Null and missing data in Python
06/12/2016One of the most important realizations of working with information is that data never comes neatly organized. Real world data is, merely by its numerical nature, invariably messy, requiring significant clean-up (and oftentimes domain expertise) to render usable. This is data noise.
Almost all datasets contain some noise, and the less noise there is, the better ("cleaner") the dataset. Some kinds of noise are easier to correct than others; sometimes removing the noise completely is simply impossible and all you can do is resample or hope for the best, keeping in mind that when garbage goes in, garbage comes out.

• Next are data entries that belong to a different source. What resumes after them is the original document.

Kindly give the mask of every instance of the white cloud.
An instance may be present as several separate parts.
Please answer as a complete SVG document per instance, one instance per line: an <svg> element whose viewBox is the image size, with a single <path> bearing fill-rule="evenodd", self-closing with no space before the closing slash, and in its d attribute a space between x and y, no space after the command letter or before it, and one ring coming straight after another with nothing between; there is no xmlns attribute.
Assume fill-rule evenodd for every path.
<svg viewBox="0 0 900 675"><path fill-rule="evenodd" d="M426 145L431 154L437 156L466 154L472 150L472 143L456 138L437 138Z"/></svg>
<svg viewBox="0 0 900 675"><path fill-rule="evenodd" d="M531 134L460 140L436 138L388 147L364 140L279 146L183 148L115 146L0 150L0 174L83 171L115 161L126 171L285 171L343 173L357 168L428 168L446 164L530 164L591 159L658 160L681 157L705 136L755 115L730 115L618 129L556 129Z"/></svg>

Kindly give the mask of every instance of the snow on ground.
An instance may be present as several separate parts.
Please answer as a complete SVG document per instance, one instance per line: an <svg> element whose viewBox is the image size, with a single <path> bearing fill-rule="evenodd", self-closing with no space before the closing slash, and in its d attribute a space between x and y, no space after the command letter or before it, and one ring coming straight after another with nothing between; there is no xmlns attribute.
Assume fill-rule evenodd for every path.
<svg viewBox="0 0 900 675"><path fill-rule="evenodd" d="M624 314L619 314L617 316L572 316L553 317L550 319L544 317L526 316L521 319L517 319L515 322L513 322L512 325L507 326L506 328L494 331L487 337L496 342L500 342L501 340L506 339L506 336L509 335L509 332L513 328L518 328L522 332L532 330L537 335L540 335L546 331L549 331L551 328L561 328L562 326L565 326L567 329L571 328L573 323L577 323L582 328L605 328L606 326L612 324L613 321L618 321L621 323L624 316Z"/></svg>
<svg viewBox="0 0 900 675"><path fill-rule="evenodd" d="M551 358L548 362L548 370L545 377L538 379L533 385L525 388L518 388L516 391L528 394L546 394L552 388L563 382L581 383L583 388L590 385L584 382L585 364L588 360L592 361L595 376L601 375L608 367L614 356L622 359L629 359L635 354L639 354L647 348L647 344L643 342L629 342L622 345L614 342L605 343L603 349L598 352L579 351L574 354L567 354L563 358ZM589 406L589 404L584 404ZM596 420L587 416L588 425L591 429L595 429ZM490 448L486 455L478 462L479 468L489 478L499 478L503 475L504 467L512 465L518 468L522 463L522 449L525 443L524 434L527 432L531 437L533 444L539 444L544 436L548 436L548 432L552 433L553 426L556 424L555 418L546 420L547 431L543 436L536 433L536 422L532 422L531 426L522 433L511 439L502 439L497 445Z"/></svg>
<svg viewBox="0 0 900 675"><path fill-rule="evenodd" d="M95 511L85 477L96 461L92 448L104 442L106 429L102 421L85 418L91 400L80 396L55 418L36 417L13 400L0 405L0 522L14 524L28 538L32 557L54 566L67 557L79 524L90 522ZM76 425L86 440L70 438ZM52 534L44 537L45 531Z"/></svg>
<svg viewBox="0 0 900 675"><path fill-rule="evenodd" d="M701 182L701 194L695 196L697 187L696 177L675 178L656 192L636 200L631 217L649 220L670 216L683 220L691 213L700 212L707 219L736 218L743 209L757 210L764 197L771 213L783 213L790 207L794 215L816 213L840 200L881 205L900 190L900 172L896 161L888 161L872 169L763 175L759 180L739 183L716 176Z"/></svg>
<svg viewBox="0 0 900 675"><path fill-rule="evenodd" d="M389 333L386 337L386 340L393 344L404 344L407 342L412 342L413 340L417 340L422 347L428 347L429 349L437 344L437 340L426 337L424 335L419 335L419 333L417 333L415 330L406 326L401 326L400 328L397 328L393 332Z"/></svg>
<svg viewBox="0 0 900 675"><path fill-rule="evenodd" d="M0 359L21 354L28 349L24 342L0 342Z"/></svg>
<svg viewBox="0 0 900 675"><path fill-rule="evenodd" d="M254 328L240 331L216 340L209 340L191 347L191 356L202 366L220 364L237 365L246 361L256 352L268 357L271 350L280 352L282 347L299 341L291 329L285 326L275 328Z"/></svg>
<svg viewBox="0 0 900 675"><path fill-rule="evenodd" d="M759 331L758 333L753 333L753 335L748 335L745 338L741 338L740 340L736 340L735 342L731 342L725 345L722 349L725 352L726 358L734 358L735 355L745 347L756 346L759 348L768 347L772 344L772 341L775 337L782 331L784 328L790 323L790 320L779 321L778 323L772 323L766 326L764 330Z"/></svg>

This post explores a form of both noise and not-noise that's often discussed but rarely quantified, and critical to understand: null data. We'll dive into nullity semantics, look at why these representations are useful, discuss the technical implementation and limitations of nullity in Python, and look at a few practical examples.
So what is null data?
What is null data? Let's take an illustrative example. Suppose you had the following data (a sample of columns from the NYPD Motor Vehicle Collision Dataset):
Each of these records corresponds with an accident reported and tended to by the New York City Police Department (NYPD) with some concrete location. Yet as this selection shows, some records are completely missing this data!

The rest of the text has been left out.